Hello,
I've been making API requests to gemini 1.5 pro from an app, but starting about 2 days ago I've been getting rate limited (error code 429) errors on some of my requests. The actual usage / requests made to gemini hasn't changed much, and I've confirmed that my usage in terms of requests and tokens is well below my quotas (as seen in images below). Could anyone provide any support here?
Thanks,
Brian
Are you using gemini-1.5-pro-002
?
Beginning on September 24th [release notes], the latest versions of Gemini 1.5 Flash (gemini-1.5-flash-002
) and Gemini 1.5 Pro (gemini-1.5-pro-002
) now use dynamic shared quota, which distributes on-demand capacity among all queries being processed.

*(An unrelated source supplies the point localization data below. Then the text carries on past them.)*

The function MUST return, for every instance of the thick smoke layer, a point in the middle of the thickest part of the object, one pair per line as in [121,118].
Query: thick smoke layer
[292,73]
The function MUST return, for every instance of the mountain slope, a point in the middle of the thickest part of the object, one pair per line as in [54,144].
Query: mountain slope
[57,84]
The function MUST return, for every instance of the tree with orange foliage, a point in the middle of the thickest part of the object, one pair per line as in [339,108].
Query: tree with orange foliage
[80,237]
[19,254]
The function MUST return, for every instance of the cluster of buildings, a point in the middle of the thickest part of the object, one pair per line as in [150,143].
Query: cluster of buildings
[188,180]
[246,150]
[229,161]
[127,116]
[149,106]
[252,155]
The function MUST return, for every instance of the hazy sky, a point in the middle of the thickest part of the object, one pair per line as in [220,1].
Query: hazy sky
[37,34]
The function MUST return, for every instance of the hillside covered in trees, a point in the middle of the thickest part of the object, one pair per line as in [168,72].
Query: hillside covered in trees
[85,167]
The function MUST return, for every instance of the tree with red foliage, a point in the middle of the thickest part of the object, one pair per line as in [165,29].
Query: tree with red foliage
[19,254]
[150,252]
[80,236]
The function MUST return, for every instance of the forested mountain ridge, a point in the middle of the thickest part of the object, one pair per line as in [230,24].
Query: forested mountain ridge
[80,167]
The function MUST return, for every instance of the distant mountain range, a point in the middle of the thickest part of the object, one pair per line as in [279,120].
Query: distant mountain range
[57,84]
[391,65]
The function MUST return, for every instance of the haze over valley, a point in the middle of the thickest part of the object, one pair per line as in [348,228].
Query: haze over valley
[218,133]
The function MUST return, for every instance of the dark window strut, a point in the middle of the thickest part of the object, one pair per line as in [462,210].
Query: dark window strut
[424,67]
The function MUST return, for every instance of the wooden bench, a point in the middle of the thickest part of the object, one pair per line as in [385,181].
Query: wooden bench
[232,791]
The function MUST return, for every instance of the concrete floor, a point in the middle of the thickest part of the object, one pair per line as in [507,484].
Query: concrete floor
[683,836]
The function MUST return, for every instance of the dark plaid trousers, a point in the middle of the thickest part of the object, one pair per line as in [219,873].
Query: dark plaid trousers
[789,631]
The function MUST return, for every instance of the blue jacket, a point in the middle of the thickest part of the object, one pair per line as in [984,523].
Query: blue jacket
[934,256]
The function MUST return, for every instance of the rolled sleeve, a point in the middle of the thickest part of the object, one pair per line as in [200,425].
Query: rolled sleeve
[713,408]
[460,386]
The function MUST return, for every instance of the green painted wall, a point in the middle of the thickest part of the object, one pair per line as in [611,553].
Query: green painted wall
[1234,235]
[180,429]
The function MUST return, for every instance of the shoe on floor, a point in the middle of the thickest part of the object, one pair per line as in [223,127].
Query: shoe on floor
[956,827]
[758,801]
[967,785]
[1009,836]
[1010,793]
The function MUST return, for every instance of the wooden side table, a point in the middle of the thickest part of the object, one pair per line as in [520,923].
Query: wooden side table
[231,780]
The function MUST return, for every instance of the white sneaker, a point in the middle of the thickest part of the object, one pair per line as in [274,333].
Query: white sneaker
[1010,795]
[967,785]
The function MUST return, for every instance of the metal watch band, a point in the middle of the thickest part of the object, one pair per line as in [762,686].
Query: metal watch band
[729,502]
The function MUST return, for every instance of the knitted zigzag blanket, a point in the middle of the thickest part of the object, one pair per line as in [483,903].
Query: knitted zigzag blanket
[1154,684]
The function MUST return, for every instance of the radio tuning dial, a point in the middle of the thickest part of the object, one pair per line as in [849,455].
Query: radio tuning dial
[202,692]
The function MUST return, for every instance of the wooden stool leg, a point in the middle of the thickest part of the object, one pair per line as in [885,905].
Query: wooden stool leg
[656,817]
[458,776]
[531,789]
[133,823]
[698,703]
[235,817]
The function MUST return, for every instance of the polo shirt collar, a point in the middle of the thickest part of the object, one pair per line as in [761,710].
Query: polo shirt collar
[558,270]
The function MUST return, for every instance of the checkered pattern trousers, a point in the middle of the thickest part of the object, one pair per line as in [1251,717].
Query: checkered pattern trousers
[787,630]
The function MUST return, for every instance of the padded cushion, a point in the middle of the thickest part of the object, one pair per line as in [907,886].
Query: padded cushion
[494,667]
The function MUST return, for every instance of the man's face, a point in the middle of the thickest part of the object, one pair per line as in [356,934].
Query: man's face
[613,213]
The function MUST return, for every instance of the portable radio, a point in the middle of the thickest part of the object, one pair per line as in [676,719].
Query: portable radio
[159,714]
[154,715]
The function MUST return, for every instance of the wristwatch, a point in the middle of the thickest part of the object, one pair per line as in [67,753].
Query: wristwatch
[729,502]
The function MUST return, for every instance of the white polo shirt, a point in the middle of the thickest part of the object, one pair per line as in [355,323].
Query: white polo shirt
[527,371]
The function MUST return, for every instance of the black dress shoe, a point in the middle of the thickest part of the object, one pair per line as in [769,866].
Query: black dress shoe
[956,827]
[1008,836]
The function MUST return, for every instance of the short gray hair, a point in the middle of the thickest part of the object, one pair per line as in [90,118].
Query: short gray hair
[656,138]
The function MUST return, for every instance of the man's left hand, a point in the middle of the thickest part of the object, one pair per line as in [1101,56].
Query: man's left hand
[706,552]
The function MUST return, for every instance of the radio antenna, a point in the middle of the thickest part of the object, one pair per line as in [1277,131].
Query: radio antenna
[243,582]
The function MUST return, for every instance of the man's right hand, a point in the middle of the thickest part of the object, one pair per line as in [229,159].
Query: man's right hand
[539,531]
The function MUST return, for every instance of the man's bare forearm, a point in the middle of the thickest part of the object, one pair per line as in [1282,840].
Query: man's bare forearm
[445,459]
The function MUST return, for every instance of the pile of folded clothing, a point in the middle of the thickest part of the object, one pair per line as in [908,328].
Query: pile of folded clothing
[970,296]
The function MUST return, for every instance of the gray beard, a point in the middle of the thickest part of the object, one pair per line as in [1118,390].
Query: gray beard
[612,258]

I am wondering if this may be why you are now seeing 429 and haven't before.
Hi Andrew,
Thanks for the response! We're submitting to Gemini-1.5-pro-001 only - is there a reason the 001 version might be affected or could there be some other issue?
I wonder if you may be hitting limits around the nature of your image, audio, video, or PDF files? https://cloud.google.com/vertex-ai/generative-ai/docs/learn/models?hl=en
To clarify - our requests are text-only, so that shouldn't be the case! Would you happen to know of any other possible causes?